THE VICIOUSNESS of a racial attack on a Texas man who was decapitated and had his arm torn off while being dragged behind a pickup truck convinced many people that it was an anomaly. They didn't believe others in America had to fear a similarly despicable crime.
Such stories are supposed to be relegated to our past, back when black people had to fear a lynch mob's noose or a Ku Klux Klan bomb. Well, history is repeating itself.
There have been two copycat incidents within a week of the June 7 slaying of James Byrd Jr. in Jasper, Texas. Fortunately, neither new victim was killed. But the attacks -- Friday in Belleville, Ill., and Saturday in Slidell, La. -- have awakened America to the reality that although racial hatred is usually less visible, it is still powerful enough to bring a town to its knees.
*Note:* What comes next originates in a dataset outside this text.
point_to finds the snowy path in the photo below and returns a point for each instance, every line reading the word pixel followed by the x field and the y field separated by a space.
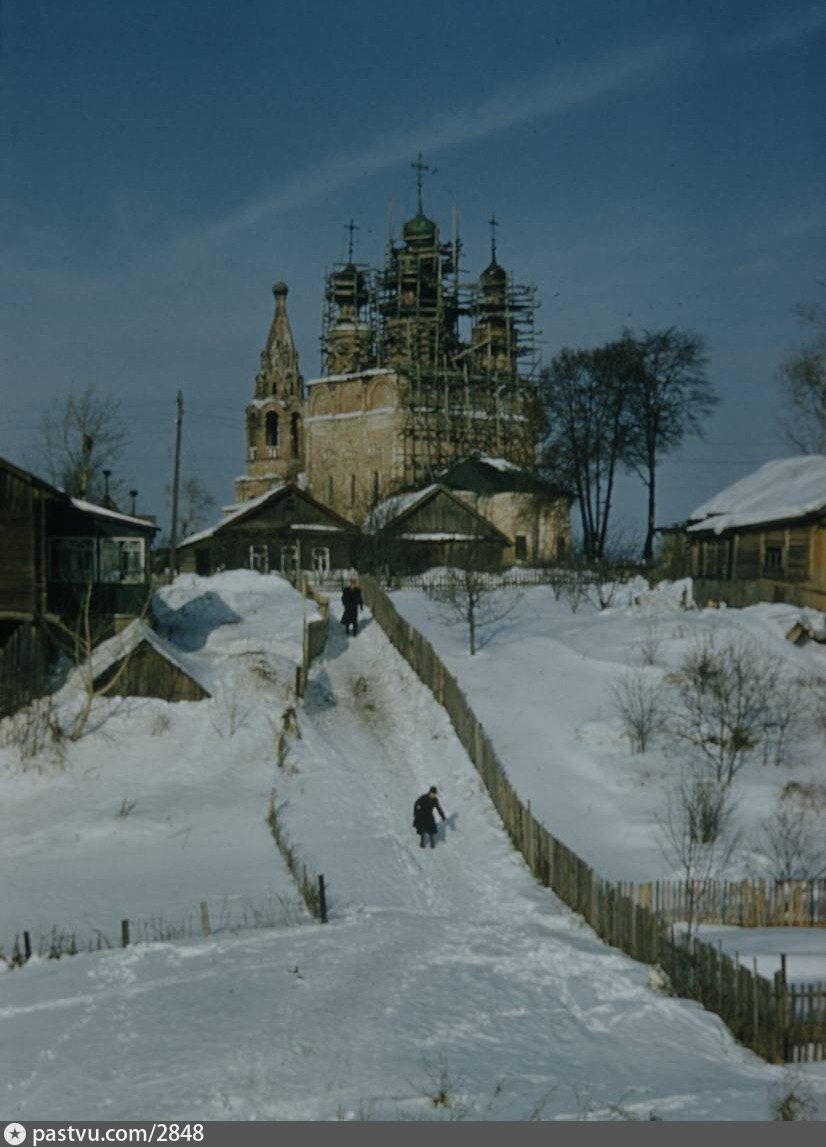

People in Jasper -- black and white -- are left to plead that what happened to Mr. Byrd is not representative of them. In Belleville and Slidell, they are doing the same. But the protests of good people that their reputations have been soiled by the bad provides no solution to evil. Racism must be fought. But with what weapon?
The nation has just ended a year of the self-analysis that President Clinton called his "conversation on race." The series of town hall meetings and panel discussions has not lived up to the hype that preceded it. Mr. Clinton's "One America" panel will continue the effort through the end of this year, but nothing dramatic is expected.
Perhaps America has been spoiled by the specific, tangible results produced earlier by mass movements and government edict -- the Civil Rights Act of 1964, the Voting Rights Act of 1965. The remaining work is more difficult -- changing the hearts not only of racists but of those who quietly tolerate racism.
That work is personal. It must go beyond conversation. People must lead by example.